Talvez agora ainda não possamos defender o biocentrismo com o mesmo grau de força com que lutamos pelos Direitos Animais, embora haja quem já o defenda, mas com certeza ele não deve ser um assunto que deva permanecer escondido, aguardando o momento certo para aparecer, ele pode ser discutido, ampliado, estudado de forma a que, quando chegue sua hora, não tenhamos que nos debater novamente sobre antigas questões como razão, sensibilidade, senciência, porque as barreiras que erguermos hoje contra as plantas, seguramente um dia terão que ser derrubadas por aqueles que virão depois de nós.


Flor
Um degrau de cada vez todos subiremos ao topo da harmonia planetária e, assim como ocorre hoje com a abolição animal, sabemos que o Biocentrismo vai acontecer, e tal como está sendo difícil propagar pelo Planeta o fim da crueldade contra os animais, será difícil fazer o mesmo em relação às plantas, o que não podemos é fechar os olhos e estacionarmos na abolição animal como se ela fosse a última barreira a ser quebrada, porque estamos igualmente em evolução e caminhar por essa trilha pedregosa chamada ética, será sempre nosso objetivo. A intenção agora é fazer surgir na mente de cada um, uma nova reflexão que nos leve a questionar quais seriam as reais condições para que qualquer espécie possa ou não ser incluída em nossa comunidade moral, o objetivo não é se vamos ou não levantar a bandeira de uma ética Biocêntrica, mas impedir que as portas se fechem para ela bem como para qualquer um dos seres sésseis. Talvez ainda não tenhamos alcançado o biocentrismo, mas alcançaremos, assim como todos um dia alcançarão o veganismo, é assim que caminhamos sem nunca parar. O Biocentrismo virá para nós assim como o veganismo para os onívoros, talvez não seja o caso de lutarmos agora, talvez seja, quem pode dizer, pois sabemos que é preciso vencer uma guerra de cada vez, talvez também não seja o caso de nos incomodarmos tanto com quem questiona sobre as plantas, porque sabemos que é o medo da mudança que os faz agir assim e questionarem sobre coisas as quais eles desconhecem, sabemos que eles não querem ouvir a verdade sobre o que fazem e que não possuem outra munição a não ser os velhos chavões de sempre, para eles a vida dos animais é insignificante, tanto quanto a vida das plantas, afinal, basta questioná-los: eles são biocêntricos? São sim, seres antropocêntricos, que não conseguiram ainda reverenciar a Natureza, acham-se acima dela, sem contudo saberem que quando a destruírem, farão isso a eles e aos seus.

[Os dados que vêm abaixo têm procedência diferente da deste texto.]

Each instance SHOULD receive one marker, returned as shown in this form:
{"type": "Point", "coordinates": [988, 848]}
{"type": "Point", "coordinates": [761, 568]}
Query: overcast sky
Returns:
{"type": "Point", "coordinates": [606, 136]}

“Se a vida, a liberdade e a vulnerabilidade são critérios morais relevantes, e, se o sujeito moral deve considerar os sujeitos dessas características merecedores de apreço moral, suas decisões, projetos, ações e interações não podem violar nem prejudicar sujeitos vivos, livres e vulneráveis, pois essas características incluem no âmbito da comunidade moral todos os que as possuem, ainda que apenas na condição de pacientes e não de agentes morais” (Paul Taylor).

Imagem: Fungos
Se as plantas são agentes morais ou pacientes morais, se temos deveres morais ou não com elas, talvez ainda seja cedo para sabermos, já que a grande maioria do rebanho social precisa ainda aceitar que os animais devem sim, ser incluídos em nossa comunidade moral, porém o que deve ficar claro é que elas não podem, mais adiante, ficar fora dessa discussão, nem podem ser comparadas com objetos que nada sentem e nada buscam, elas estão vivas e possuem algo que as impele a lutar pela sobrevivência, se é algum tipo de consciência ou senciência, só o tempo nos dirá; o que devemos como abolicionistas, é jamais erguer barreiras mecanicistas porque sabemos hoje, o que tal atitude no passado, nos acarretou: o total desrespeito pelos animais. Devemos nos guiar, ao menos nesse primeiro momento, pelo princípio de nos alimentarmos de forma a causar o mínimo sofrimento possível, o que significa evitar a matança de animais e seres de consciência mais desenvolvida. Não repetir os mesmo erros é tornar o futuro um campo aberto para a moralidade e a ética da humanidade. Esse com certeza é o maior de todos os desafios da ética. 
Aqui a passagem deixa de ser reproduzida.